Collective Dispute at Screw Factory Resolved
The collective dispute between the executive board and the trade unions at Śrubex, a screw manufacturer in the Polish city of Łańcut, has just been concluded with an agreement between the parties concerned. The agreement provides that redundancies to be effected at Śrubex will extend to less jobs than originally planned; in return, the employees agreed to abandon their demands for wage increases.
Śrubex is based in Łańcut, in the south-east of Poland. It is an international potentate in the production of screws and fastening elements; February 2005 saw a public offering of Śrubex shares and the company’s debut on the Warsaw Stock Exchange. These successes notwithstanding, the past months have been difficult ones for Śrubex, with results falling short of projections.
Towards the end of June 2005, three of the four unions active within Śrubex’s employing establishment - The Independent and Self-Governing Trade Union Solidarnosc (Niezależny Samorządny Związek Zawodowy Solidarność, NSZZ Solidarność), the Electric Machine Industry Trade Union (Związek Zawodowy Przemysłu Elektromaszynowego, ZZPE) and the Independent and Self-Governing Trade Union Praca (Niezależny Samorządny Związek Zawodowy Praca) - approached the company’s directors with demands of wage increases by an average of 10% as of July. Apart from these remuneration claims, the unions also asked to be presented with a written programme for the company’s restructuring. The executive board of Śrubex rejected these demands, and a collective dispute ensued.

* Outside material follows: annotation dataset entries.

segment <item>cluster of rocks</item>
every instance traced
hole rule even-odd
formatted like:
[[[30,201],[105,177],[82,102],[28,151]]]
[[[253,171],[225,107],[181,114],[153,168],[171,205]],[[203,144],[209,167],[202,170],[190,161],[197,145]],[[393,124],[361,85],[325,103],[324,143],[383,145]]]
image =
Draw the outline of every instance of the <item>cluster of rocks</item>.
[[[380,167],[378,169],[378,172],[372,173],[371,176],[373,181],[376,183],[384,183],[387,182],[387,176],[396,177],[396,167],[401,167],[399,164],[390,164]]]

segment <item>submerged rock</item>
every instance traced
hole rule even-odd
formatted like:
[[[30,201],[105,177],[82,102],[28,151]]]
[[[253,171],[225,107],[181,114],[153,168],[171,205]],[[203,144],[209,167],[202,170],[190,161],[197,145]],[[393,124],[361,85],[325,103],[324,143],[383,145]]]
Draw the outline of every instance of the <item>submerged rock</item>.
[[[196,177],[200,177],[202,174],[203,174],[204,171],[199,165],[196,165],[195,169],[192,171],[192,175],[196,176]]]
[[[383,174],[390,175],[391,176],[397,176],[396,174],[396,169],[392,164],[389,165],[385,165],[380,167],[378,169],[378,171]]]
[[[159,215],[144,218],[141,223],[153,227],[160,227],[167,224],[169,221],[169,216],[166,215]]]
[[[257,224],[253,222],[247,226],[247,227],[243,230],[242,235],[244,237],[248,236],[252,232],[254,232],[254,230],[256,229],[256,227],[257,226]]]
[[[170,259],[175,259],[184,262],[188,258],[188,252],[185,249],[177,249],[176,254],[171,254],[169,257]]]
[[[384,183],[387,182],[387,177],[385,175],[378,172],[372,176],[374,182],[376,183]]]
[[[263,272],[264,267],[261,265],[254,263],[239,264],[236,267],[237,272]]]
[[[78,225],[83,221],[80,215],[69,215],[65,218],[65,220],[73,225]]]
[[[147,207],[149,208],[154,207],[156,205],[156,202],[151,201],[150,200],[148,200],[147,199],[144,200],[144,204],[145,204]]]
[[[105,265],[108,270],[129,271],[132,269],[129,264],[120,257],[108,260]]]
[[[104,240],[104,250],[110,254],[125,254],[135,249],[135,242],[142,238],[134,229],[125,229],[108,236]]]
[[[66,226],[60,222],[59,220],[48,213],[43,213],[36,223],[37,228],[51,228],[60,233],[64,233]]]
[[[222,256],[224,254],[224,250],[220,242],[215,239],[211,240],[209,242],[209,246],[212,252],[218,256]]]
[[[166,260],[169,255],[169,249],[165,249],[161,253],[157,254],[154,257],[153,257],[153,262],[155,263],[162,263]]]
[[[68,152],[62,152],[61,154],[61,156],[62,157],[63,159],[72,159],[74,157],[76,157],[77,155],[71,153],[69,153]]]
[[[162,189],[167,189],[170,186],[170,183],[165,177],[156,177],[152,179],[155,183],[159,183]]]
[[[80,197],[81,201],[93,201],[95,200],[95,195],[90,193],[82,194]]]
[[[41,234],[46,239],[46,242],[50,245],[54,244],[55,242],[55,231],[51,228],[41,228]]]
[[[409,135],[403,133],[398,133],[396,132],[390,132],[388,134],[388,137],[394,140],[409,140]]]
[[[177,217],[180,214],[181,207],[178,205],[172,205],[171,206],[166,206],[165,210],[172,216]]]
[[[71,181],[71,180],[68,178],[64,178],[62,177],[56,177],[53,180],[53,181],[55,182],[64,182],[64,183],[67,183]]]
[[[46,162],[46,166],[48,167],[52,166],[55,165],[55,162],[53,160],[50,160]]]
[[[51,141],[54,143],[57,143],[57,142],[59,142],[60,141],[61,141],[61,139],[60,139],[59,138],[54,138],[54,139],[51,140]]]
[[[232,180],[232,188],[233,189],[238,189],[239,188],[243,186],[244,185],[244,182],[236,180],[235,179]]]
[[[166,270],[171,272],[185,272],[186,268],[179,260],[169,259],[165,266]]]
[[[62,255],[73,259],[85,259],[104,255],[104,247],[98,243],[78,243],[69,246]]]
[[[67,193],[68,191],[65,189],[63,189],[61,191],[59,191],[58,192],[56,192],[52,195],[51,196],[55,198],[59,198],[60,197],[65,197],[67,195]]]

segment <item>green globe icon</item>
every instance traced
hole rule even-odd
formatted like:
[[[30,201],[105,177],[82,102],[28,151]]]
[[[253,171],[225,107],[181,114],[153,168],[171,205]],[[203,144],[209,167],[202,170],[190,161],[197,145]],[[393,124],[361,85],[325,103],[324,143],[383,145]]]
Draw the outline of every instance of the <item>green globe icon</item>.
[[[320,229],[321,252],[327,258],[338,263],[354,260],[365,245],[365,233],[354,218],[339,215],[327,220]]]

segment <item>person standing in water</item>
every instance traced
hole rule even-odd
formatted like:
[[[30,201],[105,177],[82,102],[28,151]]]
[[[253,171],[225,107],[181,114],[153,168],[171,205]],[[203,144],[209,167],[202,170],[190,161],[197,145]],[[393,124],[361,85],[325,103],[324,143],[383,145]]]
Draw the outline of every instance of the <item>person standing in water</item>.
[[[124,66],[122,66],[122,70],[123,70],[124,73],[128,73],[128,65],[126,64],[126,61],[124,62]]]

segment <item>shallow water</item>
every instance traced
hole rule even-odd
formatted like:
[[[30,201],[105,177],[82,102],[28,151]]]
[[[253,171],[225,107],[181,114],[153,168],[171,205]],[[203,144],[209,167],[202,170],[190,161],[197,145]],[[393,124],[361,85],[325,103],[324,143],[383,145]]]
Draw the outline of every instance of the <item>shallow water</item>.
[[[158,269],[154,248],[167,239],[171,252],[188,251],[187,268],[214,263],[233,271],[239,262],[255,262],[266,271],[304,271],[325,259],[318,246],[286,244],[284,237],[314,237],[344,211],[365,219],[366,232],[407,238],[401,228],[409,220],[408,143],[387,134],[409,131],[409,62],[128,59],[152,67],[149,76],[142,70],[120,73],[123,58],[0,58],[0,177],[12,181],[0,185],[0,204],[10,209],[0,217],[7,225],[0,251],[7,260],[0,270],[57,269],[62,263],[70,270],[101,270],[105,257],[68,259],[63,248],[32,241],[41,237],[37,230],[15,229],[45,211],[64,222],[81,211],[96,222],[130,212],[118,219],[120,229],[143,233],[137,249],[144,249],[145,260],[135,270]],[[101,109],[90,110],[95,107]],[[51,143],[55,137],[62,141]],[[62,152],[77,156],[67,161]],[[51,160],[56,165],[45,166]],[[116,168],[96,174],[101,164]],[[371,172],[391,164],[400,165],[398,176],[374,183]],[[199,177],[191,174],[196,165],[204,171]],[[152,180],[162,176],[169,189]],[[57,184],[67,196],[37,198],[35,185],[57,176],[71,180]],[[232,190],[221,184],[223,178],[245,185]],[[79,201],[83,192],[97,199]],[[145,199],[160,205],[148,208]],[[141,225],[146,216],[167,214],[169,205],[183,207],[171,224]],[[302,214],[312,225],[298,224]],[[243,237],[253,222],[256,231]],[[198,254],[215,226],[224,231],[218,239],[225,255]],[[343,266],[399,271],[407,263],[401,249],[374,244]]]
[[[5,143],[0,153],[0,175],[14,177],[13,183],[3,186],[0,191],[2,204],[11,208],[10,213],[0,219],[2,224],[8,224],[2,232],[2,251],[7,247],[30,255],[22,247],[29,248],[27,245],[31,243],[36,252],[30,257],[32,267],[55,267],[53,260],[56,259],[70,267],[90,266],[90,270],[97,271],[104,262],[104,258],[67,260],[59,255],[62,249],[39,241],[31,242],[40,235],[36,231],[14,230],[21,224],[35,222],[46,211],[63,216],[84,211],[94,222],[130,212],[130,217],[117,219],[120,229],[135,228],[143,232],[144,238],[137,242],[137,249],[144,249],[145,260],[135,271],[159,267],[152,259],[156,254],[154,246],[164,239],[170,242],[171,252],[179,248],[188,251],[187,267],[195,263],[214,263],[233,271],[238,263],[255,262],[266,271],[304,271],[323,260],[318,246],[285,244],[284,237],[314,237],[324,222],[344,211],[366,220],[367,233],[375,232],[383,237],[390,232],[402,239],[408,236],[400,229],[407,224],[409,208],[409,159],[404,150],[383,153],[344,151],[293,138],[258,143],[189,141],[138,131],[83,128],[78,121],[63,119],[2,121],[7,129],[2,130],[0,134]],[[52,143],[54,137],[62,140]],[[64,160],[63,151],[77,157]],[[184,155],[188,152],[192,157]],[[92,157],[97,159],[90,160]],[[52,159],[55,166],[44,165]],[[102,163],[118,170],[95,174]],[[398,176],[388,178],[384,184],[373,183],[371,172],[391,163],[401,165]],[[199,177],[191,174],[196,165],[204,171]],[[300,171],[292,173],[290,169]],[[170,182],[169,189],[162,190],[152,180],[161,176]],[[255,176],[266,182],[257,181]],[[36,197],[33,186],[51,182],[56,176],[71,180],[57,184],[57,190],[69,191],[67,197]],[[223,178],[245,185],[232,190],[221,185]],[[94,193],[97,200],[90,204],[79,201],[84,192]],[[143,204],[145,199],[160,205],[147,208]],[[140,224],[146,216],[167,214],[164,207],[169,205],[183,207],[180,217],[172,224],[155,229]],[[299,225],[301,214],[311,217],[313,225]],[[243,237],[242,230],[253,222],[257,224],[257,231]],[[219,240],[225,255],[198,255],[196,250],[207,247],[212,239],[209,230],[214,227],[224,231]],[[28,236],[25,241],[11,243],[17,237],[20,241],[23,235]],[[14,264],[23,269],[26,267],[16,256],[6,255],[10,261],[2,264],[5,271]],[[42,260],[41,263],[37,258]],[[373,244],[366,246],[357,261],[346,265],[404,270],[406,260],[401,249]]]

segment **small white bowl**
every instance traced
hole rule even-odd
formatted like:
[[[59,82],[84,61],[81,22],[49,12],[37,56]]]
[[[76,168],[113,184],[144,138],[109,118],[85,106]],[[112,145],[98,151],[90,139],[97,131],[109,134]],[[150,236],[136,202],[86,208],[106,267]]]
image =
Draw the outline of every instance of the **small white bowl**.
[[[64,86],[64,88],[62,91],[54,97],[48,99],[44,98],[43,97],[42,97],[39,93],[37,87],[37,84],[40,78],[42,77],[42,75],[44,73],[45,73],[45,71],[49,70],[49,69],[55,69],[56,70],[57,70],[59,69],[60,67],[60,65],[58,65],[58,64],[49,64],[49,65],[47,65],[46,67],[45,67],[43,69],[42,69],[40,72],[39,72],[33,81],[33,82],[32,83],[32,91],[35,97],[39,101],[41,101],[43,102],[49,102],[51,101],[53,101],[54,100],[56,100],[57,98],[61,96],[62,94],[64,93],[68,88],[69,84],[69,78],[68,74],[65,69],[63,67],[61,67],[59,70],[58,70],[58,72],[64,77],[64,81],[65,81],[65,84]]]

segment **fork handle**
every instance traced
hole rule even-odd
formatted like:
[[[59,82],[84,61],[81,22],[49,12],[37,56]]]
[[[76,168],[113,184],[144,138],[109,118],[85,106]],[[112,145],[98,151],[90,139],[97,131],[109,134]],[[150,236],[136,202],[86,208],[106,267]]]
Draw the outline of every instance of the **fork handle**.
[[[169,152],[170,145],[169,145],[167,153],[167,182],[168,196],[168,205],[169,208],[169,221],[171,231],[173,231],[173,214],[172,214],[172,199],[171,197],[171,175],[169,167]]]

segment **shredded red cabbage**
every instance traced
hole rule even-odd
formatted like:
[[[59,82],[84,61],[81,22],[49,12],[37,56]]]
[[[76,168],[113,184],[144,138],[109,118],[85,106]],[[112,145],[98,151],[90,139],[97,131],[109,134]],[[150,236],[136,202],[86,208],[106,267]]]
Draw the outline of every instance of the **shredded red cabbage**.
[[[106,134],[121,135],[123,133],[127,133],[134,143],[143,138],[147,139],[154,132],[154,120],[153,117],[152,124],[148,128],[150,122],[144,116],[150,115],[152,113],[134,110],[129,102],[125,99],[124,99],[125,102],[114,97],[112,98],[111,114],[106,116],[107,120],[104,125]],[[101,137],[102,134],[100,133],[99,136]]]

In late July 2005, the executive board of Śrubex announced its intent to lay off 180 employees (out of a total workforce approaching 800). These planned redundancies were explained in terms of a need to optimise employment dictated by organisational, economic, and technological considerations elaborated upon in a communiqué issued by the company.
The perspective of redundancies seems to have had a sobering effect on the parties to the collective dispute, and they eventually reached an agreement, concluding the dispute on 18 August. The unions gave up their demands for pay increases; the executive board, meanwhile, agreed to scale back the planned redundancies, firing 105 workers rather than 180, as originally contemplated. Yet more Śrubex employees may be axed if they do not agree to amended remuneration terms, as proposed in the new in-house remuneration rules. Redundant employees are receiving severance benefits corresponding to 4.5 times their monthly salary. The first termination notices will be served in late August / early September, and the round of redundancies will be completed by December 2005.
While the current conflict has been resolved, further employment downscaling at Śrubex may be imminent, to look at the restructuring plans presently being considered by the company’s executive directors. While the scale of future redundancies and their timeframe have not been exactly defined yet, the management of Śrubex have disclosed to the press that they will be striving for an employment level of 500 to 550 persons, to be achieved in two or three years’ time.